A terrifying script with students in a demolition flat

The indictment alone is terrifying. A man breaks into a ten-storey apartment building. Filming with his phone, he forces the residents to hang over the balustrade. He grabs one of them by the scruff of the neck and threatens to throw him down. Back in the living room, he puts the two face against the wall under threat of firing. The students hand over their watches and phones as the intruder yells, “I’m going to rape you.”

This horrifying horror scenario lasts 37 minutes, according to the filming. The suspect has deliberately deprived the two friends of their freedom against their will for just as long, the public prosecutor reproaches him. “A serious and bleak fact and insanely intimidating.” A student was punched and his lower jaw was bruised. “I feared for my life” when I hung over the railing, he says in a victim statement, “and I am still terrified every day despite EMDR therapy.”

The public prosecutor has brought the suspect in. A hipster in a purple checked suit on shiny Dr. Martens, the face full of tattoos. His name is Stefano and he was sitting on the scooter, he says, his dog was walking next to it, when a clatter sounded on the sidewalk at the Utrecht flat. Students are living there pending demolition. “I saw a boy throwing planks down. I filmed that and I went to get a story.” Dogo Canario Chayenne had glass in her paw already four times.

How did that “get the story”, Stefano’s chairman wants to know.

“I walked in and really scared the boys. I threatened to feed them to the dog. I had them watch what they were flickering. But I didn’t want to give them flying lessons.”

“Did you say, ‘If I bring my friends in, you’ll be down in a body bag in a minute’?”

Stefano slides a pillow into his back. He lost his colon after surgery. “No idea,” he replies.

“Did you say, ‘If I film you and rape you, I’ll get 80,000 euros for it’?”

“Could be. I had drunk and swallowed a lot – two bottles of wine and steroids and medicines. †

“We do not take that into account. Addiction is something you do to yourself. Is it true that the boys had to sit in front of the wall?”

“Yes. On their knees, with their backs to me. If I could put a plank against them, they thought it was a gun.”

“Did you say you would shoot them?” Again the shoulders go up. “That was never my intention.”

“How did it end?”

“When I thought: they understand me. Then I left.”

The intruder was wearing an ankle bracelet, the students said. They faced “a crazy person who wanted to chop us up and kept threatening.” What do you do to such an unpredictable guest?

“The friends could have taken the strollers,” says Stefano’s lawyer. He speaks of “serious ongoing threat.” He asks for an acquittal for unlawful deprivation of liberty.

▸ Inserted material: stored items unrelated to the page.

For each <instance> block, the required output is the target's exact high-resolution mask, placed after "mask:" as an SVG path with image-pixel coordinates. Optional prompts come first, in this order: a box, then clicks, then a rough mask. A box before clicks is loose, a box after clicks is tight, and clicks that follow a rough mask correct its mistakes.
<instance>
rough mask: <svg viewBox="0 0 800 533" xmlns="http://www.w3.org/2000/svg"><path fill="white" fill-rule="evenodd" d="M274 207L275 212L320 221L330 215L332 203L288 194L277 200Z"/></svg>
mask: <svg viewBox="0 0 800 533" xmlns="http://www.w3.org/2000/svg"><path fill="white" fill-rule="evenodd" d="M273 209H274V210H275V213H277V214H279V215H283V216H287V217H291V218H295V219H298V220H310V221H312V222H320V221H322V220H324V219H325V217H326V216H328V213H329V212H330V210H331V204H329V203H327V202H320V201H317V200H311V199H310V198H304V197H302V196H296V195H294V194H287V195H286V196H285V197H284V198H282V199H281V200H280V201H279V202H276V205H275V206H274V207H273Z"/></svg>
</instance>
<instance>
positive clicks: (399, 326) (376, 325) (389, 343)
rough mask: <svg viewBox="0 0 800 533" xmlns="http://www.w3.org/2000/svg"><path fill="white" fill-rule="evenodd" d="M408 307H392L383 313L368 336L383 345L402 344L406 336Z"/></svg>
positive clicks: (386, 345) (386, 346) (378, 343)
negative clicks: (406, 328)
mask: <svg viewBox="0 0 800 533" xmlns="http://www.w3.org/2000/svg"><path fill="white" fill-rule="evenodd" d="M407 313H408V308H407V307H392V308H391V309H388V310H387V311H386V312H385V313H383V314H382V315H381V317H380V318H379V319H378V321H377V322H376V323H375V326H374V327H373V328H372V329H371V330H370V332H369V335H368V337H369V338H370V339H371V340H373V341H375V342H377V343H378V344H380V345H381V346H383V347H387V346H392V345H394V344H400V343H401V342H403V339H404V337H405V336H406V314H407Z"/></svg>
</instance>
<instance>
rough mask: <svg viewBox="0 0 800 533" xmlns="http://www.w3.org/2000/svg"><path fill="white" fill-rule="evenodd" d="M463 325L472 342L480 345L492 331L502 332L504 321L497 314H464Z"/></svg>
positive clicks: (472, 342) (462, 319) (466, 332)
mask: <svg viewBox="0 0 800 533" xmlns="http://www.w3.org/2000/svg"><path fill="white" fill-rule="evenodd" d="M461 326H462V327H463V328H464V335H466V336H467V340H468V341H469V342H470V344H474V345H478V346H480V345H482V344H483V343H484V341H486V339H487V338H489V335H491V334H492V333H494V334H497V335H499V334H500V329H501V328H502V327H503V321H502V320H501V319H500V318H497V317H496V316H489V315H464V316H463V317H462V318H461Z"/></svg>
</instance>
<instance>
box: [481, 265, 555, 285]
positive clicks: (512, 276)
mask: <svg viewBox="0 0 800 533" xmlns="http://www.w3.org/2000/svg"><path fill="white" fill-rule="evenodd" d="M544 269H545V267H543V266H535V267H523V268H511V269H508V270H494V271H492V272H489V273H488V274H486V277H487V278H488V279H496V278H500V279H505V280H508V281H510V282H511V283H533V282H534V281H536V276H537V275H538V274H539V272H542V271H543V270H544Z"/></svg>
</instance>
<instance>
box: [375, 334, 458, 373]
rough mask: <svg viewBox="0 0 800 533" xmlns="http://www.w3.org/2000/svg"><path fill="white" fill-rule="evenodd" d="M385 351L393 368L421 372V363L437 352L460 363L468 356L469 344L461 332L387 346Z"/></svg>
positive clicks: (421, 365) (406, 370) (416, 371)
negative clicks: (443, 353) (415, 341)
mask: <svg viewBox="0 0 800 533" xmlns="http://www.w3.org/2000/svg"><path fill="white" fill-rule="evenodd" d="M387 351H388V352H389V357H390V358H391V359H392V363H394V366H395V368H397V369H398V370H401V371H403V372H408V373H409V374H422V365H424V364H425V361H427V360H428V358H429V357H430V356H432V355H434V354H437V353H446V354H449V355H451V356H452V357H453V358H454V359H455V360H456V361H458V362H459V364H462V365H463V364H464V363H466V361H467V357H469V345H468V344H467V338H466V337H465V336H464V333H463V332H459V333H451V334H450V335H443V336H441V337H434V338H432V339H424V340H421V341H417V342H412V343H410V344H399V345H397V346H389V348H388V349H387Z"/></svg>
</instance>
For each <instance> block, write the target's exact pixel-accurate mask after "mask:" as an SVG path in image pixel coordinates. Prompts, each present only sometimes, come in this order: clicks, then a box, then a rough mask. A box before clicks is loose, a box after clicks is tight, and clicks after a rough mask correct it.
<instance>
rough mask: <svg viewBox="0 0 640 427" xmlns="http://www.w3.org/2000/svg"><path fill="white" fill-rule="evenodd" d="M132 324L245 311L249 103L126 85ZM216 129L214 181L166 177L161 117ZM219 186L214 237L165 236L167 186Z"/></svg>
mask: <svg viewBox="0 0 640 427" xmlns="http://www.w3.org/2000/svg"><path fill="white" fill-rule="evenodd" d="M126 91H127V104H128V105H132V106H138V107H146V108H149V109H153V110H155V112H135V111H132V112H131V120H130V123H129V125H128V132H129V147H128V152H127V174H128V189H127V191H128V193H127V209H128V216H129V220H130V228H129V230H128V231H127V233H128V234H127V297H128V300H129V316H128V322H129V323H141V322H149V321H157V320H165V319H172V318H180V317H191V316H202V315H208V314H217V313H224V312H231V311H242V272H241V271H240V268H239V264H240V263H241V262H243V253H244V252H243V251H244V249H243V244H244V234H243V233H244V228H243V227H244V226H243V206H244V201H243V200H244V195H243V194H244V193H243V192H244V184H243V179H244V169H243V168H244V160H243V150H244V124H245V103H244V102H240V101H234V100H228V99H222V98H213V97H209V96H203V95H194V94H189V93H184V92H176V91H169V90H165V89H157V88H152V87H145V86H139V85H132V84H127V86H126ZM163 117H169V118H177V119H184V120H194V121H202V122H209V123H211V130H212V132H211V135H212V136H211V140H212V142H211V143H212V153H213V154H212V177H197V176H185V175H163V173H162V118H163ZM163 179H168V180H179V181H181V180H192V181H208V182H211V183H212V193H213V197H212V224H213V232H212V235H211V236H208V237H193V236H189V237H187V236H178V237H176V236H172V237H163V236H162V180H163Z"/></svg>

The officer disputes that. Leaving – or rather: fleeing – was not an option for both boys. If one ran off, the other would be caught. They had nothing to say, the intruder determined everything. “My compliments for how calm and quiet the students have remained. As a result, there has been no escalation.”

Stefano, cook by profession, does things without thinking beforehand, write a psychologist and a psychiatrist. He is a ‘borderliner’ with PTSD and ADHD. To numb the pain, he grabs the bottle. Alcohol further lowered his ‘impulse control’. The criminal offense can be held against him to a lesser extent. But there’s a good chance he’ll go wrong again. Therefore, he must be treated.

The officer persists in unlawful deprivation of liberty. He demands ten months in prison plus fourteen weeks’ probation, provided the suspect is forced to rehab during that period. That is what the probation service advises, Stefano himself wants, and ultimately that is what his lawyer wants too. Stefano: „I don’t have to worry about cell now. I want my stoma back and I need treatment for my addiction.” Counsel: “It will not be possible without a conviction from the court.”

But such a low prison sentence the court finds “inappropriate”, having regard to ‘the seriousness of the offence, the consequences for the victims and the signal sent by the punishment’. Stefano gets twelve months in prison, the last three months he has to rehab in a clinic. After that, he can be treated from home under the supervision of the probation service.